Editorials
Editorial: A Chinese perspective
01:00 AM EST on Thursday, February 26, 2009
With China and the United States marking the 30th anniversary of formal diplomatic relations, Chinese Ambassador Wu Jianmin expressed optimism during a recent visit to Rhode Island. A senior member of China’s Foreign Policy Advisory Committee was here to celebrate the U.S.-China Institute at Bryant University, which promotes the study of Chinese culture.
Ambassador Wu said that the distance that Chinese/U.S. relations have advanced since his posting to the United Nations as part of the first People’s Republic of China delegation, in 1971, can hardly be exaggerated. “Back then, America was our enemy. You now have President Obama, who campaigned on the theme of change. From my perspective, change is all I’ve seen.”
The administration of President Jimmy Carter recognized the PRC and dropped diplomatic recognition of the Republic of China on Taiwan in 1979.
“Even 15 years ago if you walked through almost any American store, you would have found nothing made in China. Now, almost everything is. More than 1.2 million Chinese have come to the United States to study, including 100,000 students here now,” said the ambassador.
Still, “We are very different countries. And we have differences on many issues,” Mr. Wu said, rattling off several flare-ups, such as the bombing of the Chinese Embassy in Belgrade by U.S. planes in 1999 and the collision of a U.S. Navy reconnaissance plane and a Chinese fighter in 2001.
“But we are connected in so many ways in the global economy. It’s very hard to see that relationship not becoming even broader in the years ahead.”
Meanwhile, globalization has made a U.S. recession into a huge worldwide economic downturn, sparing almost no one. In China, growth is expected to continue dropping sharply in the months ahead. “The global crisis requires a global solution. We need cooperation, not confrontation. President Hu Jintao has said that there are three ‘Nos’: No lecturing; no finger-pointing and no America-bashing.”
The recession may spark a trade war; indeed, there have been hints that the Obama administration may resort to protectionism to try to protect jobs.
Still, Ambassador Wu said, straitened circumstances may produce positive results, to wit: “The economic crisis will bring Taiwan and China together.” There are already numerous economic links across the strait, and recently direct flights began between Taiwan and several mainland cities, a reward to the island for rejecting independence from the mainland in its presidential election last year.
“President Hu has also said that Chinese will not fight Chinese,” even though China for years has strongly implied that war would result from Taiwan’s declaring independence.
The fact is that Taiwan is rich, and the mainland needs continued investment to employ its expanding labor pool. And yet over the past decade, China has been installing missile sites on its coast opposite Taiwan. Wu Jianmin said that the missiles “are there to repel foreigners, but that possibility is becoming more remote. We could remove them.”

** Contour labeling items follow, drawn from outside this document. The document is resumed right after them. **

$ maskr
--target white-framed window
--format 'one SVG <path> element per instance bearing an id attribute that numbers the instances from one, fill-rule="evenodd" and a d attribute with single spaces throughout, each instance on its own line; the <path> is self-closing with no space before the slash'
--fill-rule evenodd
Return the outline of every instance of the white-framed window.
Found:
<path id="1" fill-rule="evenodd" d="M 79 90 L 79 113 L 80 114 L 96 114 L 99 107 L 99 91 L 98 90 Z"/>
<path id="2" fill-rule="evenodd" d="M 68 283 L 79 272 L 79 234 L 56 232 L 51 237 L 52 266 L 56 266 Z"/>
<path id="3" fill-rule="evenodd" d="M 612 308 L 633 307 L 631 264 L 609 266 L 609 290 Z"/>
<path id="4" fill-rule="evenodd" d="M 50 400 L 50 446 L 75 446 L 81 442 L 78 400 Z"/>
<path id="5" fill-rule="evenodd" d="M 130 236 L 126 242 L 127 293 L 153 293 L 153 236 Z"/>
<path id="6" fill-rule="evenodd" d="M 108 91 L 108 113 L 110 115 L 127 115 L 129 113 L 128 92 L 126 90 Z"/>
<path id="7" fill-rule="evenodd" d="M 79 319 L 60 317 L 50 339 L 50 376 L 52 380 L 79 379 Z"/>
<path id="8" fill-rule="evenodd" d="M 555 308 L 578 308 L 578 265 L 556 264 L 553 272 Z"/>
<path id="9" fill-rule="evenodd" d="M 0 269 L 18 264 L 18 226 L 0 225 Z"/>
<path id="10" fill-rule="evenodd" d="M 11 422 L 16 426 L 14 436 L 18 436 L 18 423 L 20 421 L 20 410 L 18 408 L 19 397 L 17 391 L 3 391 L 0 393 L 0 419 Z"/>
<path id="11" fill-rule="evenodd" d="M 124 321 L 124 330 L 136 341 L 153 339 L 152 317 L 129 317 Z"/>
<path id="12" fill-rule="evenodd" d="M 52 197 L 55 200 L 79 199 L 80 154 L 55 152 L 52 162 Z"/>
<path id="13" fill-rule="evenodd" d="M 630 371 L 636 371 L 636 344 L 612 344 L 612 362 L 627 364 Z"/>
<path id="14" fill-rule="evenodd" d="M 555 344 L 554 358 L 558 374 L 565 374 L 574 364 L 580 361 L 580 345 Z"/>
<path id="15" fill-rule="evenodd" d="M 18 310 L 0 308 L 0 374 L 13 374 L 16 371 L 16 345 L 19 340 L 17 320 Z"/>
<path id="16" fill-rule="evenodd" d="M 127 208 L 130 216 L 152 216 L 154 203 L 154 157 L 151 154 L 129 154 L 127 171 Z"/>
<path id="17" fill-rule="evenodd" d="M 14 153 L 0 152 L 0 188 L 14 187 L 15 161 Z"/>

That would constitute a signal improvement in global security. President Obama, for his part, would do well to direct Secretary of State Hillary Clinton to ask China to drop its opposition to Taiwanese membership in such international bodies as the World Health Organization.
There are numerous reasons, but the most pressing one is that Taiwan is on the front line in the containment of viruses coming out of Asia. China’s opposition to including Taiwan the World Health Organization poses a peril not just to it but to the rest of the world.